旦那様は溺愛暴君!? 偽装結婚なのに、イチャイチャしすぎです
セクハラ……。
オフィスのど真ん中で触れて来るなんて、勇気があるというか、なんというか。
他の社員たちは巻き込まれたくなくて見て見ぬ振り。それを分かった上で接してきているから余計タチが悪い。
さて、どうかわすか。
思い切りその手を振り払ってやりたいところたけれど、『冗談なのにな』と笑われるのが想像ついて余計むかつく。
「それじゃあ、俺も行き遅れですね」
すると、そこで割り込むように発せられたのは津ヶ谷さんの声だった。
部長とともに驚いて振り向けば、そこにいた津ヶ谷さんはにっこりと笑って部長の手を腰から外させる。
「へ!?い、いや……それは」
突然の津ヶ谷さんの登場にうろたえながら辺り見ると、『王子を悪く言う気か』と言わんばかりの、女性社員たちからの鋭い視線が向けられている。

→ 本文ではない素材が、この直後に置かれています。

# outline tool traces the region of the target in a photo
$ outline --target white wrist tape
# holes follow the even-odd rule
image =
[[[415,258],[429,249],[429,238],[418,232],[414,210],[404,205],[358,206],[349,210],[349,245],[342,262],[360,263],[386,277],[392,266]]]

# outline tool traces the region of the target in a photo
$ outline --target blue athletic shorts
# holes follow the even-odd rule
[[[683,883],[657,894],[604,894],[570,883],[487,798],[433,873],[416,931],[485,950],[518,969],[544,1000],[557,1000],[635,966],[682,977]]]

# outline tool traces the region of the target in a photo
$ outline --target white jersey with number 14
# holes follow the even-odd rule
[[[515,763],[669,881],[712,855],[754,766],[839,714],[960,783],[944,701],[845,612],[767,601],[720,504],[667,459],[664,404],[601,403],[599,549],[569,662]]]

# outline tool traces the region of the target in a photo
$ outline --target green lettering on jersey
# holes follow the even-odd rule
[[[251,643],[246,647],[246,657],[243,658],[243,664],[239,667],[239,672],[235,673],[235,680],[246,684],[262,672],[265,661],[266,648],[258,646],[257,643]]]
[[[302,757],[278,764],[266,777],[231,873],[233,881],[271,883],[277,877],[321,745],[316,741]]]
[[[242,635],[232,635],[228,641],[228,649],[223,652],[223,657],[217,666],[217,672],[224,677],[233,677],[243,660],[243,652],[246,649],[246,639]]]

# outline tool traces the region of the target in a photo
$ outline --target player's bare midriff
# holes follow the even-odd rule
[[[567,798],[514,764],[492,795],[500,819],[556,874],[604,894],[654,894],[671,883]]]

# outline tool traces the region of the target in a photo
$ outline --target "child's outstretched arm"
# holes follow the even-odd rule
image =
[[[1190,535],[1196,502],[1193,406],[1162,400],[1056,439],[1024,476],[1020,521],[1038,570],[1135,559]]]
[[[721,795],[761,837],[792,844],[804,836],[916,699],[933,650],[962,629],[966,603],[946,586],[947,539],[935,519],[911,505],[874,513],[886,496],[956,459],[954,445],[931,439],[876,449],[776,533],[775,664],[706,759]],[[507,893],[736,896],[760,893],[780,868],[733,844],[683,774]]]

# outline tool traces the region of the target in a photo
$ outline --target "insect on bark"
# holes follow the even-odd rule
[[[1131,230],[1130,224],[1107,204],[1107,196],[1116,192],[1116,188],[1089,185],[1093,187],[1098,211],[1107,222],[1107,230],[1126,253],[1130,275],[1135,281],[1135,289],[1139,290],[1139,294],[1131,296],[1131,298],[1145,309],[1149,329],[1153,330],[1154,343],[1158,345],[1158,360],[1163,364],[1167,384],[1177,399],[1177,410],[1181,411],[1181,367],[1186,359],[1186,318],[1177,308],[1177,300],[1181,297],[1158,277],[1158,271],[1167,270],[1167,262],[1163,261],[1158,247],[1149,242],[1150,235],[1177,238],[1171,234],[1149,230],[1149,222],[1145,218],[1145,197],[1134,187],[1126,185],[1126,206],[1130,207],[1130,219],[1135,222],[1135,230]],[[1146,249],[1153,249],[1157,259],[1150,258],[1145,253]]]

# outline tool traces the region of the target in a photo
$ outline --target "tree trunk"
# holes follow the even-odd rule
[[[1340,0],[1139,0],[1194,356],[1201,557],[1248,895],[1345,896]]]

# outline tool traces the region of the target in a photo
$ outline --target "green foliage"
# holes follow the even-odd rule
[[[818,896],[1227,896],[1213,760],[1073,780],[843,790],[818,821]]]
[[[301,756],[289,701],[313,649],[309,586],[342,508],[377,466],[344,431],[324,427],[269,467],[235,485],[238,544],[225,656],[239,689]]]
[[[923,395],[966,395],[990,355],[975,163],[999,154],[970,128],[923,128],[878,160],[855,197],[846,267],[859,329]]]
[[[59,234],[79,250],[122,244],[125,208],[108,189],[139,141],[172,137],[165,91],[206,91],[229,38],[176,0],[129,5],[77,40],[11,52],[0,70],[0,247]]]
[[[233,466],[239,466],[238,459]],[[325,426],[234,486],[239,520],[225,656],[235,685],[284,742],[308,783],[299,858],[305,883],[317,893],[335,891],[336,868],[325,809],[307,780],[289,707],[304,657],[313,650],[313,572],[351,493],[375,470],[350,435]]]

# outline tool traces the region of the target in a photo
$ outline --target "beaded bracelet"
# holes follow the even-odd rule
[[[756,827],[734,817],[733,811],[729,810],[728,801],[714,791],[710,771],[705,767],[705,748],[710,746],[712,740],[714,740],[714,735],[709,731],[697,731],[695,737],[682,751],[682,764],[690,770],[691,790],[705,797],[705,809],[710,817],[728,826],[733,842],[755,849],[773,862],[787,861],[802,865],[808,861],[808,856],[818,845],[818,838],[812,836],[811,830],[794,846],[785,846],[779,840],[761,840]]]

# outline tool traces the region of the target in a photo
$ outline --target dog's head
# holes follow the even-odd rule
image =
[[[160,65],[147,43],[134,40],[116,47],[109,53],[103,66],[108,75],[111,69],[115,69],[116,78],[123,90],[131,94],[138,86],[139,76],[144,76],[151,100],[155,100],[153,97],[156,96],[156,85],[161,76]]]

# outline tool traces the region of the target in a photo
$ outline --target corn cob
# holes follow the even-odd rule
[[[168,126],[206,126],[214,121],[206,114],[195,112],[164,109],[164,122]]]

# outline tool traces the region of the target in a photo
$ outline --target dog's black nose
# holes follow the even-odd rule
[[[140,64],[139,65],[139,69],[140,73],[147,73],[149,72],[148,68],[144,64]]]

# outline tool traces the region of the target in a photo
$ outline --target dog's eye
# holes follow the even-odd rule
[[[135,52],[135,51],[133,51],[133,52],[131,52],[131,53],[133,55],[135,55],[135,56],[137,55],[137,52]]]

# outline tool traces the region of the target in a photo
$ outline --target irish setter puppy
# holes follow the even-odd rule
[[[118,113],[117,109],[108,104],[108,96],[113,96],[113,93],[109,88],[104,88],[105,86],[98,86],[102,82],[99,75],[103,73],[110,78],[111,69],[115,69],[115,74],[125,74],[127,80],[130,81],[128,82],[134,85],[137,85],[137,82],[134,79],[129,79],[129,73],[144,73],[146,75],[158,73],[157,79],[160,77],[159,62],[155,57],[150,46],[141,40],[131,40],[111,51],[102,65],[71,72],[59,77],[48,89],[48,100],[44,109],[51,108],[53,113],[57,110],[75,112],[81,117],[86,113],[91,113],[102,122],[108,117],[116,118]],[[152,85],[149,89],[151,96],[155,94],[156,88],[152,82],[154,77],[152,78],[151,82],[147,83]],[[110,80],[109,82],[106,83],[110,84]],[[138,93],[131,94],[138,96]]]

部長はそれに怖気付くように、言葉を濁してその場を去って行った。
す、すごいなぁ……特に周囲からの圧力が。
その視線が今度はこちらへ向けられないように、私はにこりと笑みを作る。
「すみません、ありがとうございました」
「どういたしまして。あんな言葉気にしないようにね」
それに応えるように津ヶ谷さんもにこりと笑うと、コピーを終え排出された用紙を取り私に手渡してくれる。
それは、王子としての作られた優しさ。皆の前だから、見せてくれるものだ。
でもああいうところで颯爽と現れて助けてくれちゃうなんて、まるで本物の王子様みたいだ。
そんなことを考えながら、彼の優しさがこの胸をドキッとさせた。